Einer der meistgehörten Sätze in unser gesamten Zeit lautet: „I wanna be your Friend!“ oder „You wanna be my Friend?!“
Als Ralf beim Einkaufen auf dem Markt war, fragte ihn die Verkäuferin genau diesen Satz – „möchtest Du mein Freund sein?“ bzw. „Ich möchte deine Freundin sein?“.
Als älterer Herr fühlt man sich bei dieser Frage einer jungen Frau doch sehr geschmeichelt und gleichzeitig irritiert … um was geht es hier eigentlich?
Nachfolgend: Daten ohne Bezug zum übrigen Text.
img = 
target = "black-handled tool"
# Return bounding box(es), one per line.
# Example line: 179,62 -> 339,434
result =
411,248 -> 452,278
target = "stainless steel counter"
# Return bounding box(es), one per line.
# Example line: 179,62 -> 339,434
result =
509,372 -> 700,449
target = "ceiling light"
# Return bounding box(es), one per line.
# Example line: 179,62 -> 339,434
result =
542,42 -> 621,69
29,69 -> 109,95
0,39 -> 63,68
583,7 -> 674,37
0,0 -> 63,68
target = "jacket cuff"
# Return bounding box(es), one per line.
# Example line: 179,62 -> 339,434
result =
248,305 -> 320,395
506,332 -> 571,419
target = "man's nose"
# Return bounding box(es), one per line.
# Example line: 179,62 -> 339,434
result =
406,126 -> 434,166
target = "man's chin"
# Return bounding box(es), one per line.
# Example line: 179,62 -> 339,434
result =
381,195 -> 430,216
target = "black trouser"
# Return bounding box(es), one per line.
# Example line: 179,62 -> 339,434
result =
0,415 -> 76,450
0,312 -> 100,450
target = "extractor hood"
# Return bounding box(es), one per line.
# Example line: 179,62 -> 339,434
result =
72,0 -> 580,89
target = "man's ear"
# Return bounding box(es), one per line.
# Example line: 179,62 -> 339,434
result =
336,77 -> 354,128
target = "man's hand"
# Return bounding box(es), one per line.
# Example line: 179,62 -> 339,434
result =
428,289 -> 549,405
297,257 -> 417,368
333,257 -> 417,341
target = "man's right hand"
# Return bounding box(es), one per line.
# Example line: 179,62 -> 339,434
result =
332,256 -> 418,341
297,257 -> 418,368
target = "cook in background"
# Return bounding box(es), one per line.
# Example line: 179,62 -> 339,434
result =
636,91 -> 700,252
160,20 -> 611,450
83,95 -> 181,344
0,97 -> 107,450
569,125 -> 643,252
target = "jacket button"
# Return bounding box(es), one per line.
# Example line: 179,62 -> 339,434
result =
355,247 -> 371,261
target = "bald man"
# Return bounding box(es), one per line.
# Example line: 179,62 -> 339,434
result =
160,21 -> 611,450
Wenn uns das jemand in Deutschland oder Europa fragen würde, klingt das wie der Beginn einer romantischen Beziehung oder ähnlich. Also wie ist das hier gemeint?
Nach einer Vorlesung kam ein Student auf Christina mit der gleichen Frage zu, nur was soll man darauf antworten? Selbst als junge hübsche Frau ist man erstmal irritiert …..

Mit der Zeit kam es häufiger vor – ob beim Einkaufen – am Checkpoint – auf dem Campus Gelände. Wir bekamen den Eindruck, in dieser Kultur muss es sich um etwas anderes handeln …?!
So fragten wir dann mal bei unserem Krio Lehrer nach, was es mit dieser Frage auf sich hat – was damit gemeint ist und wie wir sie zu verstehen haben. Geht es darum, dass die Leute unsere Freunde sein wollen, um von uns finanziell unterstützt zu werden?
Der Krio Lehrer brachte Licht ins Dunkel. Es ist durchaus eine sehr übliche Frage und bedeutet, man möchte gerne wahrgenommen werden. Also eine Einladung, sich an die Person zu erinnern und sie, wenn man ihr begegnet, grüßt. Es geht also darum, sich zu kennen und freundlich zu sein.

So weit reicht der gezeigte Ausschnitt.